What supports are needed to put knowledge and skills learned through training opportunities into practice?

Awareness, stigma and brain health

Combating stigma associated with dementia is important for living well. For example, a lack of awareness and understanding, including not knowing the possible signs and symptoms of dementia, contributes to the stigma experienced by people living with dementia. Rather than focusing on abilities and promoting the physical and mental health of people living with dementia, stigma often reduces people to a series of labels or behaviours. These can lead to false assumptions or negative stereotypes, such as a person not being capable of making care decisions or meaningful contributions to their community. Stigma may also affect employment, result in social isolation or exclusion and may discourage people from seeking a diagnosis.113,114,115

In Ontario, some initiatives that aim to raise awareness about dementia have been successfully developed and implemented. For example, the ReThink Dementia program in the Champlain LHIN is designed to increase awareness about brain health and to provide concise, easy to find information about dementia.116,117,118 Similarly, the Alzheimer Society of Ontario’s Finding Your Way program aims to raise public awareness of the risks of going missing among people with dementia and provides information on how to respond to missing person events.119

Many factors contribute to a person’s risk of developing dementia.

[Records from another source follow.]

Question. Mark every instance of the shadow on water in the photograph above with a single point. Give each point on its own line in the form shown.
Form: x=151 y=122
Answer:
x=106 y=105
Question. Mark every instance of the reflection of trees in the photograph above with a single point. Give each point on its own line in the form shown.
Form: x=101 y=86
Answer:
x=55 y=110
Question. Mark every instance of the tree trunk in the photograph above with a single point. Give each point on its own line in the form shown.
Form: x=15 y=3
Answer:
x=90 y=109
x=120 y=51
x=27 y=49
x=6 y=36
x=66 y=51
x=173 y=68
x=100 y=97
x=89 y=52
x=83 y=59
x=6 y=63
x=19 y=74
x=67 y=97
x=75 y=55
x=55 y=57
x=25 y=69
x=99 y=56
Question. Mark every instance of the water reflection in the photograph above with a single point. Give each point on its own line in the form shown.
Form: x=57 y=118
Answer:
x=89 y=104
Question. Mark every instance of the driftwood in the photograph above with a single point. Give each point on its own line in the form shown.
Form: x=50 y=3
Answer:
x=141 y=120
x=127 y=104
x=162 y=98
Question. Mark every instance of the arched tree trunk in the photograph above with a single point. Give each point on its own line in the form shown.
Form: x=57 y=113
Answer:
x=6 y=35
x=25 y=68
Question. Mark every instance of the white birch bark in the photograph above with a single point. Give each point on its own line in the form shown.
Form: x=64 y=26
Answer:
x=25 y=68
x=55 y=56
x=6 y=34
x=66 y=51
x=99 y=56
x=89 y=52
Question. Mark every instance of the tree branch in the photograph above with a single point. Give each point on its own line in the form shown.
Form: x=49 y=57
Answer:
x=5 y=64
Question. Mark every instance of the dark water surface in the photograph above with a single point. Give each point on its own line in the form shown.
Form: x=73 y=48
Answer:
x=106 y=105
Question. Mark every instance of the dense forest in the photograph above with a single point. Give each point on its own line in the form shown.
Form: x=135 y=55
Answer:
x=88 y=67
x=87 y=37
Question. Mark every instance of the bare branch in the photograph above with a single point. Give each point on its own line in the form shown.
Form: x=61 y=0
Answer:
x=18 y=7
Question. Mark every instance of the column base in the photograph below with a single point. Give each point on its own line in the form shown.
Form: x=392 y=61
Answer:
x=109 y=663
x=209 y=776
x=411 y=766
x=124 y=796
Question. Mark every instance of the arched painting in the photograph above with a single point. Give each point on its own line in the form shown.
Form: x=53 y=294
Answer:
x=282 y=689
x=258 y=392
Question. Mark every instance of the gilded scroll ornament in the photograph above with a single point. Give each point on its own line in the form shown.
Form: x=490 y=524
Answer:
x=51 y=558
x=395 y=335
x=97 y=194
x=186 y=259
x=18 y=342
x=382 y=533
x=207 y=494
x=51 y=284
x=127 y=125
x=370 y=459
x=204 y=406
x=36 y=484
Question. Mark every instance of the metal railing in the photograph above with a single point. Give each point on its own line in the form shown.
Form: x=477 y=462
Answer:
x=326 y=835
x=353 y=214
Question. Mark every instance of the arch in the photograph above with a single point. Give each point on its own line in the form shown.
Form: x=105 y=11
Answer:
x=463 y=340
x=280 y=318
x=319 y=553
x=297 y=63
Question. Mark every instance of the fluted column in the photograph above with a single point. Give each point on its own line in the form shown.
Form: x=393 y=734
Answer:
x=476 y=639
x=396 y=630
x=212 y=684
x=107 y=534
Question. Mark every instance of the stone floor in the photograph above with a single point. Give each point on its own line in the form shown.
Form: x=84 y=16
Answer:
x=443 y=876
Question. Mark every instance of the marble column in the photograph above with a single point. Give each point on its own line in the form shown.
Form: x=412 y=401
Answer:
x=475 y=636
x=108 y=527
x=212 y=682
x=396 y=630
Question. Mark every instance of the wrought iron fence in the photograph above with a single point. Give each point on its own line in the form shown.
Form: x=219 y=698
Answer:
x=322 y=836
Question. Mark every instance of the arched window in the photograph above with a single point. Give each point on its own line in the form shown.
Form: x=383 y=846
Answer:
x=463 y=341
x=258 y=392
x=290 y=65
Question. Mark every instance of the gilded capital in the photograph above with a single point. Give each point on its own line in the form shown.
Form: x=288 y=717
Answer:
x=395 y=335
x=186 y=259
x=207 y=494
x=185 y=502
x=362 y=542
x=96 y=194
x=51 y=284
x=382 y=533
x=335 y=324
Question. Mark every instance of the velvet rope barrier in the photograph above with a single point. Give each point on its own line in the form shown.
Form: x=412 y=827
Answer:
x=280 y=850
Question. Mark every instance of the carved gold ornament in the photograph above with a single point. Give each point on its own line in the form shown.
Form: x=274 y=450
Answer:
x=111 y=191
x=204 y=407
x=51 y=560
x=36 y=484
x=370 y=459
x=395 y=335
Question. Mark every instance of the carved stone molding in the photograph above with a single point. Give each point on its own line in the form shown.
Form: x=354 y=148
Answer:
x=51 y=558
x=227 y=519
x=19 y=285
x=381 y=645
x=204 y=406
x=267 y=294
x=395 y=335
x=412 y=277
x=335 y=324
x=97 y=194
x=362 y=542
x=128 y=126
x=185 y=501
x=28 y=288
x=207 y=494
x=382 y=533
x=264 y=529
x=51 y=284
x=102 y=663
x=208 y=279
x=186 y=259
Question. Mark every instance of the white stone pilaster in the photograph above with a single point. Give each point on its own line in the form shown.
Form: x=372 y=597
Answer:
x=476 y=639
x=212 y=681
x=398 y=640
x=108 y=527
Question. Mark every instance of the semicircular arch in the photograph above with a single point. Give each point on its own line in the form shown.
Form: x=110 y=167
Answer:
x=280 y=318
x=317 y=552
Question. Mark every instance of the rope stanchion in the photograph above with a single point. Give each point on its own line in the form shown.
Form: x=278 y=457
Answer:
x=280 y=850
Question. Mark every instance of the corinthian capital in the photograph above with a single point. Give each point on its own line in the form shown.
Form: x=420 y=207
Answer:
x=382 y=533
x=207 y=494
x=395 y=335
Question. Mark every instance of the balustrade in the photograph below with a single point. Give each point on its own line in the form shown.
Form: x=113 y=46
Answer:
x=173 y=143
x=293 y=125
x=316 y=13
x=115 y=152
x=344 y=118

Some cannot be changed, including age and genetics. However, it may be possible to reduce this risk by making healthy lifestyle choices as early as possible in life. In general, the things that keep the heart healthy also keep the brain healthy. Maintaining a healthy diet, exercising regularly and participating in social activities have been shown to improve brain health and may prevent or delay the onset of dementia.120,121,122,123,124,125

It is also important to promote health and wellness once someone is diagnosed with mild cognitive impairment or dementia. This means ensuring that opportunities are available for these individuals and their care partners to live a healthy lifestyle and to participate in daily activities that are meaningful and contribute to a good quality of life.

What we heard

  • All Ontarians need accessible and credible information to assist them in:
    • understanding dementia, including its signs, symptoms and treatments
    • reducing their risk of developing dementia
    • supporting people with dementia in living well
    • reducing stigma faced by people with dementia and their care partners
  • Health care professionals, non-profit organizations, educators and researchers play important roles in promoting brain health, reducing aging and dementia-related stigma, and supporting the development of dementia-friendly services and communities.

Issues to consider

There may be opportunities to better support Ontarians in maintaining a healthy brain, in developing a better understanding of dementia and in promoting health among those living with dementia. For example, we also heard that:

  • public education campaigns and health promotion programs that provide information on dementia may be useful to reduce dementia-related stigma and to increase awareness about dementia risk factors
  • programs that encourage children, youth and people living with dementia to work and learn together offer rich opportunities for interaction, raise awareness and reduce stigma related to dementia. These programs can empower people living with dementia to continue making meaningful contributions to their communities

What do you think?

  • What kinds of public awareness and health promotion programs could help reduce stigma or improve Ontarians' understanding of brain health and dementia?
  • What would communities that are inclusive of people with dementia and their care partners look like?
    • What resources and services are necessary to help support this vision?
  • Ontario has a strong dementia research community, with researchers investigating causes, prevention, detection, treatment approaches and strategies for maintaining quality of life, among other research.
    • Looking ahead, what research areas should be given priority?

Conclusion

The Ministry of Health and Long-Term Care is committed to listening to Ontarians living with dementia, families, care partners, health care providers and others who provide support to people living with dementia.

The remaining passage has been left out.